The reality was the AI made an uncompilable mess, adding 100+ dependencies including importing an entire renderer from another browser (servo) and it took a human software engineer to clean it all up.
The rest is stuff like HarfBuzz for font rendering which is an entirely cromulent dependency for a project like this.
I was in a meeting recently where a director lauded Claude for writing "tens of thousands of lines of code in a day", as if that metric in and of itself was worth something. And don't even get me started on "What percentage of your code is written by AI?"
> "So I agree this isn't just wiring up of dependencies, and neither is it copied from existing implementations: it's a uniquely bad design that could never support anything resembling a real-world web engine."
It hurts, that it wasn't framed as an "Experiment" or "Look, we wanted to see how far AI can go - kinda failed the bar." Like it is, it pours water on the mills of all CEOs out there, that have no clue about coding, but wonder why their people are so expensive when: "AI can do it! D'oh!"
They were making claims without the level of rigor to back them up. There was an opportunity to learn some difficult lessons, but—and I don’t think this was your intention—it came across to me as kind of access journalism; not wanting to step on toes while they get their marketing in.
The claims they made really weren't that extreme. In the blog post they said:
> To test this system, we pointed it at an ambitious goal: building a web browser from scratch. The agents ran for close to a week, writing over 1 million lines of code across 1,000 files. You can explore the source code on GitHub.
> Despite the codebase size, new agents can still understand it and make meaningful progress. Hundreds of workers run concurrently, pushing to the same branch with minimal conflicts.
That's all true.
On Twitter their CEO said:
> We built a browser with GPT-5.2 in Cursor. It ran uninterrupted for one week.
> It's 3M+ lines of code across thousands of files. The rendering engine is from-scratch in Rust with HTML parsing, CSS cascade, layout, text shaping, paint, and a custom JS VM.
> It kind of works! It still has issues and is of course very far from Webkit/Chromium parity, but we were astonished that simple websites render quickly and largely correctly.
That's mostly accurate too, especially the "it kind of works" bit. You can take exception to "from-scratch" claim if you like. It's a tweet, the lack of nuance isn't particularly surprising.
In the overall genre of CEO's over-hyping their company's achievements this is a pretty weak example.
I think the people making out that Cursor massively and dishonestly over-hyped this are arguing with a straw man version of what the company representatives actually said.

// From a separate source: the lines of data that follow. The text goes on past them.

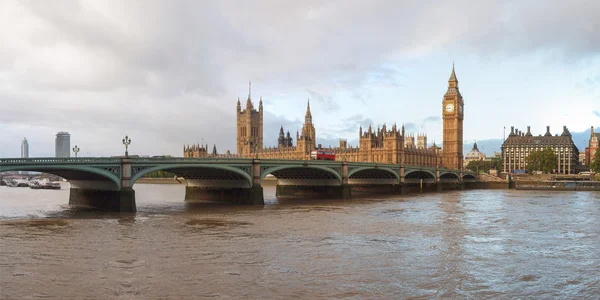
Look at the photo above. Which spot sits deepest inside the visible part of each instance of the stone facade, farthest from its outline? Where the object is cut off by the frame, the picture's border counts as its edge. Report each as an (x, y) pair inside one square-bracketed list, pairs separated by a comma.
[(474, 155), (518, 145), (594, 142), (453, 115), (381, 145)]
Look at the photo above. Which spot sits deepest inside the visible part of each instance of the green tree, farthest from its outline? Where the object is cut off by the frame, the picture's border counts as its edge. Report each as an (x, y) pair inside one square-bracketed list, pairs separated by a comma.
[(595, 165), (542, 160)]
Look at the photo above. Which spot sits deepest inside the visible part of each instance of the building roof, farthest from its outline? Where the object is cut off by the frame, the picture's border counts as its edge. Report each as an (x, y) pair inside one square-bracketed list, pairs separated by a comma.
[(474, 153)]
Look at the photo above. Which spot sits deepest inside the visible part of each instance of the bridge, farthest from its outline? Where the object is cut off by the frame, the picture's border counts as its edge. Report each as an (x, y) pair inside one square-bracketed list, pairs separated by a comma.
[(106, 183)]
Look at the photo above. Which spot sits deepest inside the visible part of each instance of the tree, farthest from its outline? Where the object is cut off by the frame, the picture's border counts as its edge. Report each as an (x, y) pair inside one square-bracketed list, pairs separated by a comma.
[(542, 160), (595, 165)]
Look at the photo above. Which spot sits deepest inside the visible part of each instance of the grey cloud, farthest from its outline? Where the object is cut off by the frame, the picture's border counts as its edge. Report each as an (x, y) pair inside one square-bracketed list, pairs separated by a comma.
[(432, 119), (164, 71), (326, 101)]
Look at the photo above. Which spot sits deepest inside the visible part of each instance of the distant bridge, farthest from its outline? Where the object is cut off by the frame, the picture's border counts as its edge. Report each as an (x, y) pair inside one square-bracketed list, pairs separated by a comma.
[(106, 182)]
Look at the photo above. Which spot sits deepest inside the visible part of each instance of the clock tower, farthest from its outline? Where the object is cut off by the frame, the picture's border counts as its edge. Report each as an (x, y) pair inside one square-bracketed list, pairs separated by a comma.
[(453, 115)]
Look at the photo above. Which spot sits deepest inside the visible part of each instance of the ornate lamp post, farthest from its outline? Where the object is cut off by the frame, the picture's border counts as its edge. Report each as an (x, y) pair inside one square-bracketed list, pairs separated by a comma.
[(76, 150), (126, 142)]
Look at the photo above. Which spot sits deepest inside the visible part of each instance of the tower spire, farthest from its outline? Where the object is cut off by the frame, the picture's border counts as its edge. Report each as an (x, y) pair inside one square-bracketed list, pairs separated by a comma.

Don't publish things like that. At the very least link to a transcript, but this is a very non-credible way of reporting those numbers.

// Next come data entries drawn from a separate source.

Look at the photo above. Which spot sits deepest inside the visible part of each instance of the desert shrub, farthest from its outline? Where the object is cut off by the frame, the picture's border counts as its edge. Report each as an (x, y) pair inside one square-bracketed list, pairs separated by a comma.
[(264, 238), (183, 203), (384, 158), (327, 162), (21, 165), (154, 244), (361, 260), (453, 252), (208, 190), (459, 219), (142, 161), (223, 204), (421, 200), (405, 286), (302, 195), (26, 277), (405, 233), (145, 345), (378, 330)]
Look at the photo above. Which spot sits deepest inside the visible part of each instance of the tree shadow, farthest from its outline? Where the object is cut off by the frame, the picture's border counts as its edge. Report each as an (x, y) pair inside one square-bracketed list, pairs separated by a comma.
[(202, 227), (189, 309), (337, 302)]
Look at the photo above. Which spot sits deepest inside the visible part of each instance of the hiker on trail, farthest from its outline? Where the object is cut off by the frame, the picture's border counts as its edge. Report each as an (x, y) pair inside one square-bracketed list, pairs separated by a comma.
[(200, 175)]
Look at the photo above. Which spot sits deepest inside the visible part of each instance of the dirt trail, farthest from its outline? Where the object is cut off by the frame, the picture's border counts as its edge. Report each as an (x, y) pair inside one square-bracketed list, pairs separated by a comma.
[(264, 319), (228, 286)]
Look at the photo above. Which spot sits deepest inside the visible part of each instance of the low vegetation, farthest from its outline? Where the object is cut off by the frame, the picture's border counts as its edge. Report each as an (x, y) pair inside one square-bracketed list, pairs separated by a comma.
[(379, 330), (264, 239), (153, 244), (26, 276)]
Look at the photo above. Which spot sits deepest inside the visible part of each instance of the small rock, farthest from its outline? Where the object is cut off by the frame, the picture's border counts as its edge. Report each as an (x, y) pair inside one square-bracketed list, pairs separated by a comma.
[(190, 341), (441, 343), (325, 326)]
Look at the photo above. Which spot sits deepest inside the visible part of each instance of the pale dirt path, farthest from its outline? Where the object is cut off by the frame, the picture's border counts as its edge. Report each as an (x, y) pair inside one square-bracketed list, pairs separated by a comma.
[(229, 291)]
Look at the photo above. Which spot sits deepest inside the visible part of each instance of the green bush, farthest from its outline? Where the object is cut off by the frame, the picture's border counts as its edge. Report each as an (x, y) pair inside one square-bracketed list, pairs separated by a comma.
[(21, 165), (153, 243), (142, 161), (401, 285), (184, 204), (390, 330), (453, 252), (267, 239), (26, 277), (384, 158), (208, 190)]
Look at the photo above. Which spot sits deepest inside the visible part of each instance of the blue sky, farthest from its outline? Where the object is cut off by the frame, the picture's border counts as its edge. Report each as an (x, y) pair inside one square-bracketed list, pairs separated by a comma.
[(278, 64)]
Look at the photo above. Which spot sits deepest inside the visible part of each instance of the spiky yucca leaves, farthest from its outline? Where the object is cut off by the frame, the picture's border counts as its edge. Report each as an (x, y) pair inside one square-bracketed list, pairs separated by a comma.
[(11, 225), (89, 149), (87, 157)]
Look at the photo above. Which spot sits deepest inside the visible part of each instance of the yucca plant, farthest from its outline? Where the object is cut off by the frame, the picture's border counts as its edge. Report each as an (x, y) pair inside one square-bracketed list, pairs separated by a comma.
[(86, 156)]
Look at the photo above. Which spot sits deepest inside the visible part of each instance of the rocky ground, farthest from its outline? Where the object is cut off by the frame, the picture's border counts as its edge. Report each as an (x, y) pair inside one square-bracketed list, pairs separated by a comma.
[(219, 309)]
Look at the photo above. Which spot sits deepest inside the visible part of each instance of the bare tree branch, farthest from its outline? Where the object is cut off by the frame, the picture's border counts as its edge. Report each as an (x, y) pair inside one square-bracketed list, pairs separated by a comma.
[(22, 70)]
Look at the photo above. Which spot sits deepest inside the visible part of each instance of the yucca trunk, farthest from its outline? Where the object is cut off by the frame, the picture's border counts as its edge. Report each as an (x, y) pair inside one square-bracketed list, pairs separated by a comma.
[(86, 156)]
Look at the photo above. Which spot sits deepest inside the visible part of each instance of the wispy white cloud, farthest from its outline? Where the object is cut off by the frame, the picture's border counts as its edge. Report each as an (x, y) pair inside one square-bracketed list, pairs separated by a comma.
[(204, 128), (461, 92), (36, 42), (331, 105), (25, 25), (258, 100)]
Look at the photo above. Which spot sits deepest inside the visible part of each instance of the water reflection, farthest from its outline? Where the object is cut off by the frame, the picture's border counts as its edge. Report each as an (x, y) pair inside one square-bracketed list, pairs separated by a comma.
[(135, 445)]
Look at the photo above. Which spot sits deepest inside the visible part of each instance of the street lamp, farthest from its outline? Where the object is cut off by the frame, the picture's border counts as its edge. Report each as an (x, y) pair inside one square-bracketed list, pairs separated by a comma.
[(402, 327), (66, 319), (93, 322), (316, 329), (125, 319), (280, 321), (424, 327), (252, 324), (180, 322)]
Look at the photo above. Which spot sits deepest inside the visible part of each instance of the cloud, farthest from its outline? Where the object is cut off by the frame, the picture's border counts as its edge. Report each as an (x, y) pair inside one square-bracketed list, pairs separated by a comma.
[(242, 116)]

I'd still be surprised if that added up to "trillions" of tokens. A trillion is a very big number.
We talked about dependencies, among a whole bunch of other things.
You can watch the full video on YouTube or read my extracted highlights here: https://simonwillison.net/2026/Jan/23/fastrender/
> ...while far off from feature parity with the most popular production browsers today...
What a way to phrase it!
You know, I found a bicycle in the trash. It doesn't work great yet, but I can walk it down a hill. While far off from the level of the most popular supercars today, I think we have made impressive progress going down the hill.
> tools like Cursor can be genuinely helpful as glorified autocomplete and refactoring assistants
That suggests a fairly strong anti-AI bias by the author. Anyone who thinks that this is all AI coding tools are today is not actually using them seriously.
That's not to say that this exercise wasn't overhyped, but a more useful, less biased article that's not trying to push an agenda would look at what went right, as well as what went wrong.
Fully agree that the original authors made some unsubstantiated and unqualified claims about what was done - which is sad, because it was still a huge accomplishment as i see it.
jey•1h ago
EDIT: I retract my claim. I didn't realize this had servo as a dependency.
mjr00•1h ago
jey•1h ago
nicoburns•1h ago
santadays•1h ago
They marketed as if we were really close to having agents that could build a browser on their own. They rightly deserve the blowback.
This is an issue that is very important because of how much money is being thrown at it, and that effects everyone, not just the "stakeholders". At some point if it does become true that you can ask an agent to build a browser and it actually does, that is very significant.
At this point in time I personally can't predict whether that will happen or not, but the consequences of it happening seem pretty drastic.